Dietro al non ritorno in classe dei non vaccinati: un attacco micidiale alla più elementare democrazia (qualunque cosa si pensi dei vaccini)

Nella vicenda degli insegnanti e del personale scolastico sospeso per non essersi vaccinato, le dichiarazioni del ministro Bianchi, rese in Parlamento attraverso il ministro D’Incà (per assenza del primo), segnano un salto di qualità che supera una linea pericolosa per la difesa delle libertà fondamentali di uno Stato democratico. 

Il ministro ha infatti “giustificato” il non ritorno in classe dei non vaccinati, nonostante la fine dello Stato di emergenza, con il fatto che ciò sarebbe “diseducativo”: “Gli insegnanti inadempienti disattendono il patto sociale ed educativo su cui si fonda la comunità nella quale sono inseriti. Il puro e semplice rientro in classe avrebbe comportato un segnale altamente diseducativo”.

Siamo di fronte a qualcosa di molto grave, perché per la prima volta (almeno in modo ufficiale) una misura – quale che sia – non viene giustificata per motivazioni sanitarie, di ordine pubblico, di sicurezza, ma per questioni di pensiero di cittadini e lavoratori. 

La cosa è aggravata dal fatto che questi lavoratori godono non solo delle libertà sindacali, politiche, di espressione e pensiero sancite dalla Costituzione, ma più specificatamente della libertà d’insegnamento.

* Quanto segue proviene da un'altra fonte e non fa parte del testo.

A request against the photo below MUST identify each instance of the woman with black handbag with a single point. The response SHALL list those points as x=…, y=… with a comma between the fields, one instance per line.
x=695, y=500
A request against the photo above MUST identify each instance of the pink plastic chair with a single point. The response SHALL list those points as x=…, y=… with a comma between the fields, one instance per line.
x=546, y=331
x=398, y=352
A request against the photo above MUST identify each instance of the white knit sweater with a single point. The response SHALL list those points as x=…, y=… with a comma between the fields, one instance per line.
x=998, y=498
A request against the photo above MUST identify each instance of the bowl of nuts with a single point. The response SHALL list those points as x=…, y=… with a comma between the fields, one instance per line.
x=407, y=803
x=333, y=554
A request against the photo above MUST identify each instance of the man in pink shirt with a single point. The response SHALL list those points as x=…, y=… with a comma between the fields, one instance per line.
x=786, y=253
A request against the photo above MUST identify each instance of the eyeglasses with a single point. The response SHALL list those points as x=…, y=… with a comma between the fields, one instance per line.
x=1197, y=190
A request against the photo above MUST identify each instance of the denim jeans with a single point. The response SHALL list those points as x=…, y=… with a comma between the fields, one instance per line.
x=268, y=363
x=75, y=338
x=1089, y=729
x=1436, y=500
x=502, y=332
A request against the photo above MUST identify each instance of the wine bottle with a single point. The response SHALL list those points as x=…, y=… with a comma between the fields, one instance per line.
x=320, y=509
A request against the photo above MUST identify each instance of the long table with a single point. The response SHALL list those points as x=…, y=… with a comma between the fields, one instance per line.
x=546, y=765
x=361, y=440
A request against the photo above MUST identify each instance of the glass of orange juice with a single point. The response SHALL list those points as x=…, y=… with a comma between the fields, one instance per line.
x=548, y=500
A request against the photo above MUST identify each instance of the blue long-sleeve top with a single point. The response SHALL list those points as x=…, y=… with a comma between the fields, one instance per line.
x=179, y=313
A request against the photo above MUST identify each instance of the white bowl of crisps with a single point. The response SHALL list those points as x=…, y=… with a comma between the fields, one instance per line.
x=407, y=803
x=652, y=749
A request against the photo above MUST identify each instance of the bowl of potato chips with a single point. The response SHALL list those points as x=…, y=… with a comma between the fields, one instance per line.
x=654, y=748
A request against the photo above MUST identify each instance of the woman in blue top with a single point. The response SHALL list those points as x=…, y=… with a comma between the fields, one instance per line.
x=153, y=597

Quest’ultima non è certamente, come abbiamo sempre scritto, la libertà di utilizzare la cattedra come un pulpito, ma non può nemmeno essere calpestata per colpire docenti che non la pensano come il governo e il ministro! 

A scanso di equivoci e per precisare ancora una volta: come “Manifesto dei 500” abbiamo scelto fin dall’inizio di non entrare sul terreno delle argomentazioni scientifiche e dunque della validità dei vaccini. Abbiamo denunciato incongruenze e forzature, combattuto la divisione e le tensioni interne alle scuole, nonché i disagi che i provvedimenti immettevano, sollevato problemi sulla discriminazione dei lavoratori,  ma anche preso le distanze dalla scienza “fai da te” dei social e dei talk-show, denunciando come anti-scientifico sia l’assolutismo (poi rivelatosi pieno di falsità) delle affermazioni del governo, sia la tendenza a spiegare tutto come un complotto, negando i progressi della scienza, seppur nei limiti che questa società impone.

E abbiamo detto che la divisione aveva un solo obiettivo: nascondere le responsabilità del governo per tutto ciò che non ha fatto, e poteva fare, di veramente sanitario. 

Ora siamo di fronte a qualcosa che esula dai vaccini, dal Covid, dai provvedimenti da adottare o meno, dal dibattito scientifico. Esula da ogni opinione sulle scelte dei docenti in campo vaccinale e sulla validità dei provvedimenti presi nei mesi scorsi. 

Qui si sospendono insegnanti sulla base del loro pensiero, rivendicandolo. 

Si badi bene: non di che cosa hanno fatto in classe e nemmeno. – e sarebbe comunque grave – di che cosa potrebbero fare o dire, ma di ciò che pensano e rappresentano per il solo fatto di aver… rispettato la legge e accettato le conseguenze (peraltro pesanti)! 

E si badi bene: mentre si sbandiera la “privacy”, si additano questi docenti che invece, magari, vorrebbero veder rispettato il diritto a tenere riservate le loro scelte. 

Questo non ha nulla a che vedere con la democrazia, benché forse, nella degenerazione della politica, chi ha formulato quelle “giustificazioni” non se ne renda nemmeno conto. 

Per questo chiediamo a tutte le forze politiche e sindacali, nonché associative, che prendano posizione affinché il ministro ritiri le sue espressioni e di conseguenza le misure adottate, se non altro per un fatto: per suo stesso dire non hanno nulla di sanitario.